From the Brennan Center for Justice at NYU School of Law:
In the coming days, state election officials around the country will receive their share of $380 million that Congress set aside for election security improvements. Today, a coalition of former state election experts, intelligence officials, and voting advocates from across the political spectrum sent a letter to election officials in all 50 states with recommendations on how to best allocate the new resources.
Signatories include individuals with a broad array of backgrounds and experience, including: former CIA director Gen. Michael Hayden (Ret.); Americans for Tax Reform President Grover Norquist, MIT professor Ronald Rivest, former Deputy US Chief Technology Officer Nicole Wong, and more.
“In the age of unprecedented hacking risks, researchers have found that electronic voting infrastructure — including voting machines and registration databases — have serious vulnerabilities,” they write. “While there’s no evidence that vote totals were hacked in 2016, there’s strong evidence that hackers have been testing the waters. …It is essential that states work with the Department of Homeland Security or other trusted providers to scan their systems for cyber vulnerabilities, and follow best practices identified by computer scientists, national security leaders, and bipartisan experts in elections administration to mitigate hacking risks.”

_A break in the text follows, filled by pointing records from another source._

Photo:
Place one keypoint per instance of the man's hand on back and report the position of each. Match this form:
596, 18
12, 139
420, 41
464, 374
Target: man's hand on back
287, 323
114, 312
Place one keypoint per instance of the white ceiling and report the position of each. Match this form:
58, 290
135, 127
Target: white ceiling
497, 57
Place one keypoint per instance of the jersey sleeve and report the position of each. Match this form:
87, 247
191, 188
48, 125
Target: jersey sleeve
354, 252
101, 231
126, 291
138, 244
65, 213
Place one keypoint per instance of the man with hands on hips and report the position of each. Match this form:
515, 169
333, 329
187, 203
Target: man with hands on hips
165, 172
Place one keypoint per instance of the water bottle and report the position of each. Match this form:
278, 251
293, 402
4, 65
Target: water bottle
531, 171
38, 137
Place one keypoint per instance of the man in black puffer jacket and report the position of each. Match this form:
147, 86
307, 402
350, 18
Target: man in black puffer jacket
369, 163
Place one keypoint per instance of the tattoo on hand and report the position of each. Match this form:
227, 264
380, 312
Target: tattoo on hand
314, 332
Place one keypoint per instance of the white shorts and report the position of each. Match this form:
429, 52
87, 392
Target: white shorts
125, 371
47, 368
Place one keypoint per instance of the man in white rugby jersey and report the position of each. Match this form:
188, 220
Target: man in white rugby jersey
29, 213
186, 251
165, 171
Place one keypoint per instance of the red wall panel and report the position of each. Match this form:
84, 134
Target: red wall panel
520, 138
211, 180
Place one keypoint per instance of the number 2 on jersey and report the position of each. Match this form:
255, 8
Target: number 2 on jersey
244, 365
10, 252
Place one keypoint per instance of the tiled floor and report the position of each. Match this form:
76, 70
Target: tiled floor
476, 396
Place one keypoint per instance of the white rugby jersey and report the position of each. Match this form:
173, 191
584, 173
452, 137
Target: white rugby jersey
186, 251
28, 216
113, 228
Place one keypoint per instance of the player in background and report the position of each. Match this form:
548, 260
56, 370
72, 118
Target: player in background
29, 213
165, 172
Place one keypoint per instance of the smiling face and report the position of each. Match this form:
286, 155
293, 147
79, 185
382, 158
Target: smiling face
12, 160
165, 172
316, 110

The letter shares five specific steps states must take to protect election infrastructure from foreign interference and hacking. The group urges state election officials to:
- Replace paperless voting machines with systems that count a paper ballot — a physical record of the vote that is out of reach from cyberattacks.
- Conduct robust post-election audits in federal elections which examine information verified by the voter to produce a high level of confidence in the election result.
- Upgrade systems to ensure that states’ election websites, statewide registration systems, and election night reporting systems are defended against threats of intrusion and manipulation.
- Prohibit wireless connectivity in voting machines to limit hacking vulnerabilities.
- Train and educate election officials at all levels on how to incorporate security into their elections practices.
The suggested security measures largely echo the report language that accompanied the Congressional appropriation, as well as recommendations outlined by the Senate Select Committee on Intelligence and by a group of more than 100 computer scientists and other election administration experts.